Throughout the first season, Jeff begins to push back against the limits of the well-oiled machine that is Mr. Pickles’ Puppet Time, and of his executive producer, Seb (Frank Langella). Seb fears Jeff’s mental state could ruin the branding empire they’ve built, and thus begins preparing the show for a life after Jeff, while Deirdre (Catherine Keener), the head puppet maker, grapples with her own personal and professional life issues. Judy Greer also stars as Jeff’s estranged wife.
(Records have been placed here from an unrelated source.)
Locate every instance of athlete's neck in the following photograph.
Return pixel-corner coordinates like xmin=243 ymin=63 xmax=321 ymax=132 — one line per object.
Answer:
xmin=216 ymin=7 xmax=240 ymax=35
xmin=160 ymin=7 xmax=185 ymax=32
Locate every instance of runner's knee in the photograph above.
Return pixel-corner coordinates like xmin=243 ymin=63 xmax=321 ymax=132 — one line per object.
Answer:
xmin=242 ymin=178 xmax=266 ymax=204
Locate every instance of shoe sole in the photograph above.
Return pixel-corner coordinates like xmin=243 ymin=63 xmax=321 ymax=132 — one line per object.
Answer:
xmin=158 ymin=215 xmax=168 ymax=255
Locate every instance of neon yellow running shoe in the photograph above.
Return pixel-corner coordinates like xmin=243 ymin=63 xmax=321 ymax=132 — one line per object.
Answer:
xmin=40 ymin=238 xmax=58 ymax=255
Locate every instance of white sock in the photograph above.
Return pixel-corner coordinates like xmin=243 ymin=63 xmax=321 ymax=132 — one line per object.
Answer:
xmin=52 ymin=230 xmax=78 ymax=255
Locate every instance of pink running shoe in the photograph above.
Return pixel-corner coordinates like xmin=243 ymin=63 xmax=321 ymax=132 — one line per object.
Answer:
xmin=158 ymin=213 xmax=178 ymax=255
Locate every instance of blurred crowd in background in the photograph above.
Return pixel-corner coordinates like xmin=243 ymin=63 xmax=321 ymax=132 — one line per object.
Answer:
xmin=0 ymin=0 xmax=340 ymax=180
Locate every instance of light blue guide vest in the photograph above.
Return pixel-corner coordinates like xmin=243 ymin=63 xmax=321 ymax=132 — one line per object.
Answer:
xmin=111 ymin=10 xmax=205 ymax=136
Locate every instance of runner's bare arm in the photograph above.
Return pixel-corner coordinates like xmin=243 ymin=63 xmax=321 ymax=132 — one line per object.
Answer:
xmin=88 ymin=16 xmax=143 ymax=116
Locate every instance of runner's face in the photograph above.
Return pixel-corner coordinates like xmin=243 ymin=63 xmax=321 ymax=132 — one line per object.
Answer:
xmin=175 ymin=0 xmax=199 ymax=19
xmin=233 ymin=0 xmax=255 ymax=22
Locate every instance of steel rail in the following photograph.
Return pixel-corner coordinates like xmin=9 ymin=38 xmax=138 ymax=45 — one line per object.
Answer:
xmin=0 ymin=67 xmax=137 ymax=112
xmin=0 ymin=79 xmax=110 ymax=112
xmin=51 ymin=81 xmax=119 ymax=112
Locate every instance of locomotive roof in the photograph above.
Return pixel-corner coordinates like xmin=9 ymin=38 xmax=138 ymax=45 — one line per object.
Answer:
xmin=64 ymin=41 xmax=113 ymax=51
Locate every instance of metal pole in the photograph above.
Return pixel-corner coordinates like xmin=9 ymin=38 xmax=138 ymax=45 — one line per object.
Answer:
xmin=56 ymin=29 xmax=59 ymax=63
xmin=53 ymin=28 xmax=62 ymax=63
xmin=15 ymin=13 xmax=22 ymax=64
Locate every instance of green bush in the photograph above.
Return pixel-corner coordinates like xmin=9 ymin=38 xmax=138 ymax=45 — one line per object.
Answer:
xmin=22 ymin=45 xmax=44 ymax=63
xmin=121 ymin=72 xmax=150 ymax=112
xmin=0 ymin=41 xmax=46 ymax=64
Creator Dave Holstein describes Carrey’s character as someone “who didn’t want to break bad but wanted to stay good,” and he doesn’t curse and he doesn’t lie despite struggling with everything changing around him. The show within the show, Mr. Pickles’ Puppet Time, has been around for 30 years, as Jeff came up with it in college and his father decided to monetize it. That fatherly connection is something that was extremely important to Carrey in crafting who Jeff is, since it allowed him to touch on something deeply personal to him.
“I’m always drawing on my father especially playing a character like this,” he said. “I’d watch him performing and holding court in the living room, even before I knew what a joke was, and I saw the connection between my father and whoever was in the house and they left holding their bellies saying, ‘You missed your calling.’”
Kidding also reunites Carrey with Eternal Sunshine of the Spotless Mind genius Michel Gondry, who Carrey said is the “lynchpin” for why he joined the series. “I was incredibly interested in the material but getting to work with a teammate again, it was a thrill,” he said. “You learn to trust somebody and that has a lot to do with it. We have electricity between us.”
As for that haircut he’s sporting in Kidding, that came about when Gondry saw the haircut Carrey was rocking in real life and decided to make it character-specific. “I wanted to make it hard as possible for anyone to find me attractive,” he joked, before getting serious. “I don’t feel crazy at all, I think it’s good. To me it’s a juvenile, a children’s hairdo. It’s an arrested development type situation.”
Kidding premieres on Sunday, September 9 at 10 p.m. on Showtime.